Sometimes, this works well – Real Racing 3 is an aggressive business model with a game loosely attached, but with friends’ times to beat it becomes shamefully compelling. And sometimes, as with poster child for unwanted co-op Dead Space 3, it doesn’t.
There’s the obvious problem with inviting a friend along to a horror game, which is that fear shared is fear halved, and firepower doubled is fear eliminated entirely. It’s difficult to be frightened by a thing jumping out of a cupboard when you’re packing enough hardware to take down a hundred things and the cupboards they live in.
Then there’s the issue of staying in character. Developers ensure that NPCs move and behave convincingly within the game world; despite what you might think about a series that climaxes with the moon turning into a gigantic space jellyfish – and that is the actual end – Dead Space is a franchise that takes great lengths to make you feel like you’re inhabiting a working universe, with its wonderfully high-res signage and greasy, functional aesthetic.

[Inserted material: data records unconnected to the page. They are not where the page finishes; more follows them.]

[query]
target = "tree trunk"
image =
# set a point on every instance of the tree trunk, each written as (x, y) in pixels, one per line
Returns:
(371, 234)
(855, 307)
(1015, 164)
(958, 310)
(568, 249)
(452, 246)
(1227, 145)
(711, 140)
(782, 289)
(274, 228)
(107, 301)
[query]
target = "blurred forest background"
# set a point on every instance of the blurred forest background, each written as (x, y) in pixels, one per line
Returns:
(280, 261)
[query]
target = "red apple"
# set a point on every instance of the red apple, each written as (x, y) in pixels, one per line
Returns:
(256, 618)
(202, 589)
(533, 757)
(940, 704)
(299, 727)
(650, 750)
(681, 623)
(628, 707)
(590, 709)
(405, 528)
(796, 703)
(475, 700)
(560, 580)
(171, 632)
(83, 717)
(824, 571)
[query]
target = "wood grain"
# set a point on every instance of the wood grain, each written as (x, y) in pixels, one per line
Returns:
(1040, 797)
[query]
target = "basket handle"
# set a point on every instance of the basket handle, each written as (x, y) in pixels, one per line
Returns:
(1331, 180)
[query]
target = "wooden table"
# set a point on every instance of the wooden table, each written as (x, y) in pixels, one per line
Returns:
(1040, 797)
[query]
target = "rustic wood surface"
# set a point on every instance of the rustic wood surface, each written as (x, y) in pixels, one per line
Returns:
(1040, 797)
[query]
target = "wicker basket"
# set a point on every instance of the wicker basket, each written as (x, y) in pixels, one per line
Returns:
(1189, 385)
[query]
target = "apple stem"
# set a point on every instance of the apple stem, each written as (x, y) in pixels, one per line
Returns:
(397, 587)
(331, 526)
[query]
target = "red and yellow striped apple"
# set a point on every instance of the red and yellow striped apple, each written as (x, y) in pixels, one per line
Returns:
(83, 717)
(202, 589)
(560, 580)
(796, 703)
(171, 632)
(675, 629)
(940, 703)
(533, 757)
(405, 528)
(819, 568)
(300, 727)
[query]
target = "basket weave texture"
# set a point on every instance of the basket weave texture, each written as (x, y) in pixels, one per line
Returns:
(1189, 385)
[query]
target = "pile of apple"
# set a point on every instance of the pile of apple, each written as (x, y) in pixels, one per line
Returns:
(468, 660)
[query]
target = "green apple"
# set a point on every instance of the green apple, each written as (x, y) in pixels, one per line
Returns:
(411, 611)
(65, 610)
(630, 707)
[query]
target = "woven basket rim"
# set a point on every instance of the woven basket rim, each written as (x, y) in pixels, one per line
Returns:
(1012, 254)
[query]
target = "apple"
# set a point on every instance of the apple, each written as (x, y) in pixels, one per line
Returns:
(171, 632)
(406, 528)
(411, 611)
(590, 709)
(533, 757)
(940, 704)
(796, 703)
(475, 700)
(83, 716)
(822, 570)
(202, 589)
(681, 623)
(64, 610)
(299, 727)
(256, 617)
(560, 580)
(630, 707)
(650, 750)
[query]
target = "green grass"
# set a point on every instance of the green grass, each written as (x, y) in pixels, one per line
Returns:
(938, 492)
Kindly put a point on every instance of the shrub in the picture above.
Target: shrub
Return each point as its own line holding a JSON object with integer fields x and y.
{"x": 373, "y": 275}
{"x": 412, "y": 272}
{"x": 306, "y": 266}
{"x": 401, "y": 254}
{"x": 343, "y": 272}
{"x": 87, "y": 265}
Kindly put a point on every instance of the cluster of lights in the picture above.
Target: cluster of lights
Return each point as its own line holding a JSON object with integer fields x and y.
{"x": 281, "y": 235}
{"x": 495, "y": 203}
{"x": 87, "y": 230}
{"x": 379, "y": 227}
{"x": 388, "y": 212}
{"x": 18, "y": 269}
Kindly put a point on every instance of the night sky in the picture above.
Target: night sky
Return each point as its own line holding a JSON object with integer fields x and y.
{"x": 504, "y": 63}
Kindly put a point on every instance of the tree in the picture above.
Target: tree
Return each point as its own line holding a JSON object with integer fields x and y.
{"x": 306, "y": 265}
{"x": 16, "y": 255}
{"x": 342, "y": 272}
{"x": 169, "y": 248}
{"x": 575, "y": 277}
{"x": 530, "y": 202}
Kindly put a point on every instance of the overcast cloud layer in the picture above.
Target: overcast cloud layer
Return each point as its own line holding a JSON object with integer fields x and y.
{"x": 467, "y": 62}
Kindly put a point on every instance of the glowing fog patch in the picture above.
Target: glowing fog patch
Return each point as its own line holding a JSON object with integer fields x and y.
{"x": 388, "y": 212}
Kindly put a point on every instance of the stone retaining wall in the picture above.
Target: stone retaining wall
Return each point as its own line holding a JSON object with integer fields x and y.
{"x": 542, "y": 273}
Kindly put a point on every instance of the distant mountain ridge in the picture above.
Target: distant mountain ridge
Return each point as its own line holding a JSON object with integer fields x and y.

Your average co-op partner – in any game – didn’t get that memo. There’s a disconnect between the the haunted, gruff, space marine that you see on the screen and the character you hear in your headset – a mid-thirties nerd with two kids, who’s using internet co-op gaming in lieu of a family-ravaged social life. Unless you and your friends are so embarrassment-proof that they’re willing to roleplay – not many people have the sheer chutzpah needed to pretend their spouse yelling to say ‘Waterloo Road’ is starting is in fact a vital space phone call from top brass – then there will always be this gulf between the world you’re exploring and the person you’re exploring it with.
Lame co-op can be forgiven when it’s stashed away in an easy-to-avoid separate mode, as in Spec Ops: The Line or Uncharted. And of course, as with anyone who’s spent a weekend playing through Halo’s campaign with a friend, or who managed the astonishing logistical feat of lugging a 1990s PC round to someone’s house to play Doom, co-op can be wonderful.
As with mismatched FBI agents, handcuffed together and on the run, forced cooperation can work on occasion – Dark Souls robbed its players of both speech and the ability to write, allowing them to communicate only through gestures and pre-approved words and phrases, and this only added to the feel of a chaotic, decaying world that divided its multiplayer into sadistic, predatory invasion and jolly bromoerotic boss-slaying. Journey’s vocabulary of behaviors was deliberately so sparse that it was effectively impossible to act out of character.
But when it’s forced onto the single-player template, as with Dead Space 3, it can corrode a game – at worst locking away content for singletons and even at best contaminating the consistency of the universe with the plague of the general public. Bungie’s Destiny looks to be bursting with the developer’s usual phenomenal world-building abilities – but how believable will that world be if the 28th century battleground has 21st century humans dropping in to jump up and down and curse you for lagging behind to look at the scenery?
The solo campaign is a wonderful thing when done right – an evocation of a world that’s as effective as in any other medium, where you’re as free to explore and let the story or the world unfold at your own rate as you are to spend ten minutes shining a torch at a particularly beautiful floor texture. Like a thin-walled cinema that’s next door to a noisy sports bar, that immersion is being worn down from the edges, threatened by something that should stir up unpleasant memories in any gamer – the fear of being forced to join in.